What was it like to be alive then and to feel these events not as history but simply as the vague current background to a summer picnic in a park somewhere in Townsville? In another picture, your father looks unfeasibly slender but his shoulders, typically, are slightly hunched. He’s sitting in an armchair outside - looks like somewhere in Glasgow – dressed in a smart suit. Where was he going, I wonder? Who could have taken this picture? It must have been years before he met your mother because in their wedding photos, he’s much more tanned from working in outback Australia. Was he going out with someone? In the photo he looks eager and engaged, as if there’s something witty he’s about to say.
Our parents are – in a certain sense – amongst the people we know best in the world. We passed so long in their company. We’ve had far more meals with them than their best friends have. We know them, as we know few others: we’ve seen them in their seven o’clock in the morning guise, we’ve seen them anxious and occasionally furious, we’ve been cradled in their arms, we’ve seen their underwear drawer and their toenails, and we are expert judges of their ability to erect a tent or make a lamb roast. But looking at the photos we realise that in other ways we hardly know them at all. What was it actually like to be them? If you could know them at the same age would you like them? Would you feel a strange kinship? And, today, what are they like along with their friends? What parts of their character have you maybe not seen properly yet?

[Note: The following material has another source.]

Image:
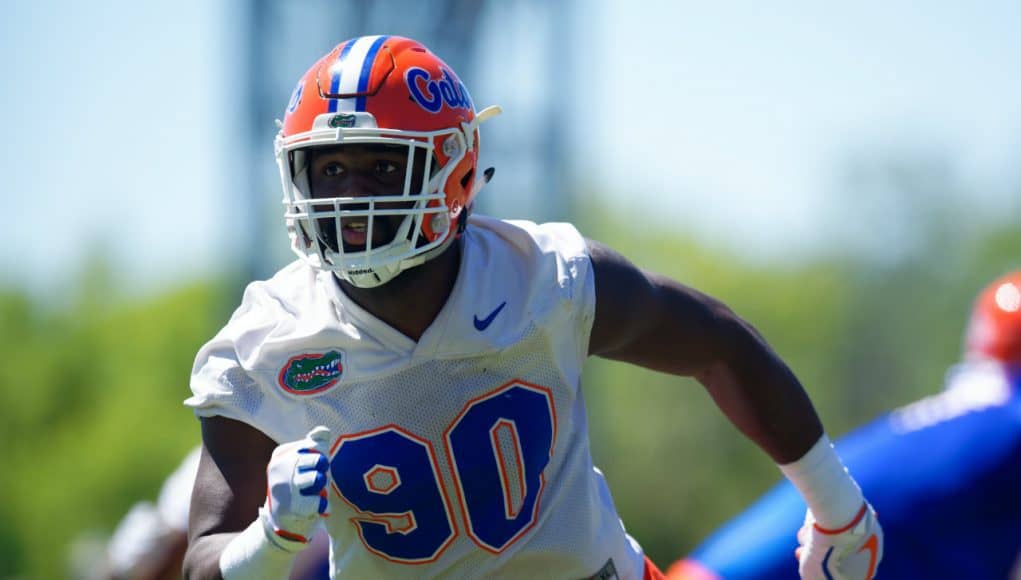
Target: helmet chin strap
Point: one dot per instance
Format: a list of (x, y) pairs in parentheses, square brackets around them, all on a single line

The pleasure, below the surface, is of an increase in love. Inevitably there has to be plenty about a parent that is irksome – it’s scarcely possible to grow up without feeling in some ways let down by one’s parents. It’s not exclusively their fault – especially if they have tried quite hard to be good parents to us. It’s rather that as we grow, they can’t live up to the admiring, passionate love we once had for them.
The person who – when we were six – appeared majestic, wise, endlessly funny and bountiful will in time be revealed as fussy, intermittently slothful and hyperactive, they will be seen to harbour eccentric preoccupations, they will embarrass us, they will get baffled by trivial problems, at crucial moments they will fail us in profound ways – entirely without meaning to.
The photos make us realise something we find almost impossible to grasp when we are children: our parent’s lives weren’t mainly about us. They didn’t spend their entire existence gearing up for us. In these pictures they had no idea whatever of what would happen in the future. You were raised by a girl with a naughty smirk and a shy young man – not by perfectly mature adults who unaccountably got some key things wrong.
Guided by these images we become – if only for a little while – more forgiving and more accommodating towards these nice, strange people who happen to have given us our lives. One day, perhaps, another person will look at a photo of you – a photo who’s meaning to you is transparent, every detail of the experience is vivid and evocative – and feel the same kind of tender, puzzled curiosity. And perhaps they will wonder, in their turn, what their mother or father was like when they were young and who they really are in the full, complex expanse of their being?
When was the last time you looked through old family photos?